Simple enough for beginners, powerful enough for creative classrooms.


🌟 Overview #

  • Voice to Text: Capture spoken words and use them in your Scratch projects.
  • Multi-Language Support: Recognize speech in 25+ languages including English, Spanish, French, German, Arabic, Persian, Chinese, Japanese, Korean, and many more.
  • Real-Time Recognition: Get instant transcription of spoken words.
  • Easy Integration: Use simple blocks to start listening and retrieve recognized text.
  • Number Conversion: Convert Persian/Arabic digits to English numerals for easier processing.
  • Browser-Based: Works in Chrome, Microsoft Edge, and most Chromium-based browsers that support the Web Speech API.

Key Features #

  • 25+ supported languages with multiple regional variants.
  • Built-in browser speech recognition API (Web Speech API).
  • Simple listen-and-wait command for synchronous voice capture.
  • Language switching on-the-fly for multilingual projects.
  • Works directly through your browser – fast and responsive.
  • No setup or API keys required – works automatically with your browser’s built-in API.

🚀 How to Use #

  1. Go to: pishi.ai/play
  2. Open the Extensions section.
  3. Select the Speech Recognition extension.
  4. Allow microphone access when prompted by your browser.
  5. Set Language: Use the “set language to [LANGUAGE]” block to choose your desired language (default is English).
  6. Start Listening: Use the “listen and wait” block – the extension will start listening to your microphone and wait for you to speak.
  7. Retrieve Speech: After speaking, the recognized text is stored and can be retrieved using the “speech” reporter block.
  8. Use in Projects: Combine with other blocks to create voice-controlled games, dictation tools, language learning activities, and more!

Tips

  • Speak clearly and at a normal pace for best recognition accuracy.
  • Use a quiet environment to minimize background noise interference.
  • For languages with non-English numerals (Arabic/Persian), use the “convert persian/arabic digits to english” block to normalize numbers.
  • Works best in Chrome, Edge, and other Chromium-based browsers with Web Speech API support.

🧱 Blocks and Functions #

 

🎤 Voice Capture #

listen and wait

Starts listening to the microphone and waits for speech input to be recognized.
This is a blocking command – the script will pause until speech is detected and transcribed, or until a timeout/error occurs (approximately 60 seconds).

How it works:

  • When this block runs, the browser starts listening through your microphone.
  • Speak your words clearly – the recognition system will transcribe what you say.
  • Once speech is recognized, the text is saved and the block completes.
  • If no speech is detected or an error occurs, the block will complete with an empty result.

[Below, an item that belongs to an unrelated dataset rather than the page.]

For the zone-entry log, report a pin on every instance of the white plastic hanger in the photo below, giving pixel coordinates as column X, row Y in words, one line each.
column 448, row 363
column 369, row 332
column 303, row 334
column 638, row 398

Important: Make sure microphone permissions are enabled in your browser settings.

speech
Reports the last recognized speech text captured by the “listen and wait” block.
Returns the transcribed text as a string, or an empty string if no speech was recognized or an error occurred.

Example:

  • If you say “hello scratch”, this block will report “hello scratch”.
  • Use this block to display recognized speech, compare words, trigger actions, or store speech in variables.

🌍 Language Settings #

set language to [LANGUAGE]
Sets the language for speech recognition.
[LANGUAGE]: choose from a dropdown menu of 25+ supported languages and regional variants.

Supported Languages:

  • Arabic (العربية)
  • Persian (فارسی)
  • English (English)
  • English – American (en-US)
  • English – British (en-GB)
  • German (Deutsch)
  • Spanish – Spain (Español)
  • Spanish – Latin America (Español Latinoamericano)
  • French (Français)
  • Italian (Italiano)
  • Portuguese (Português)
  • Portuguese – Brazilian (Português Brasileiro)
  • Russian (Русский)
  • Turkish (Türkçe)
  • Ukrainian (Українська)
  • Korean (한국어)
  • Japanese (日本語)
  • Chinese – Simplified (简体中文)
  • Chinese – Traditional (繁體中文)
  • Hindi (हिंदी)
  • Bengali (বাংলা)
  • Indonesian (Bahasa Indonesia)
  • Azeri (Azəri)
  • Kazakh (Қазақша)
  • Uzbek (Oʻzbekcha)

Note: Some languages may be supported in Chrome but not in other browsers.
For example, Persian (فارسی) currently works in Google Chrome but may show a “network” error in Microsoft Edge.
If a language doesn’t recognize speech, try testing in Chrome first.

 

Example uses:

  • Create multilingual projects that switch between languages.
  • Build language learning tools that recognize words in different languages.
  • Make voice-controlled games accessible to speakers of many languages.

🔢 Number Conversion #

convert persian/arabic digits to english
Converts Persian (۰-۹) or Arabic (٠-٩) numerals in the recognized speech text to English digits (0-9).
This is useful for projects that need to process numbers spoken in Persian or Arabic, making them easier to use in math operations or comparisons.

How it works:

  • Automatically detects Persian digits (۰ ۱ ۲ ۳ ۴ ۵ ۶ ۷ ۸ ۹) and converts them to (0 1 2 3 4 5 6 7 8 9).
  • Automatically detects Arabic-Indic digits (٠ ١ ٢ ٣ ٤ ٥ ٦ ٧ ٨ ٩) and converts them to (0 1 2 3 4 5 6 7 8 9).
  • The converted text replaces the original speech text – call this block after “listen and wait” if needed.

Example:
If the recognized speech is “شماره ۱۲۳” (number 123 in Persian digits), after conversion the speech text becomes “شماره 123” with English digits.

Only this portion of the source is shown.